塩酸・HClと炭酸・H2CO3の『電離度』には、2桁以上の開きがある。炭酸・H2CO3には1分子中に塩酸・HClの2倍のHがあるけれど、そのほとんどはH+になっていない(電離しない)から、弱酸なんだ。
1分子が出すことができるH+やOH−の数を『価数』というんだ。
『価数』は“1分子が出すことができる”ということであって、“(電離して)水溶液中に存在する”こととは違う。

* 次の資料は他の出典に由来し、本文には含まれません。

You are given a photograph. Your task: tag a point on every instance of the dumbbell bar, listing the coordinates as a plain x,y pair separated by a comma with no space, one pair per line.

『酸・塩基の価数』と『酸・塩基の強弱』は、違う分類方法なんだよ。」
福 「“電離度”と、“HやOHの数”は、別物なんだね。」
美樹 「そうだね。では改めて『価数』について確認していこう。
ここに、塩酸・HCl、酢酸・CO3COOH、硫酸・H2SO4のモデルがある。
塩酸・HClは電離して、水素イオン・H+1個と、塩化物イオン・Cl−1個を生じる。(塩酸は)出すことのできる水素イオン・H+は1個なので、『1価の酸』というんだ。
では、酢酸・CO3COOHはどうなる?」
福 「酢酸・CO3COOHが電離すると、水素イオン・H+1個と酢酸イオン・CH3COO−1個を生じる。酢酸イオン・CH3COO−にもHが含まれるけど、これは電離しないんだよね。だから、出すことのできる水素イオン・H+は1個だから、塩酸・HClと同じ『1価の酸』だ。」
美樹 「そう。では、硫酸・H2SO4はどうかな?」
福 「硫酸・H2SO4は電離すると、水素イオン・H+2個と硫酸イオン・SO42−1個を生じる。出すことのできる水素イオン・H+は2個だから『2価の酸』だね。」
価数の違いを、実験で確かめてみよう。
用意したのは、1価の塩酸・HCl、2価の硫酸・H2SO4、3価のクエン酸・C6H8O7だ。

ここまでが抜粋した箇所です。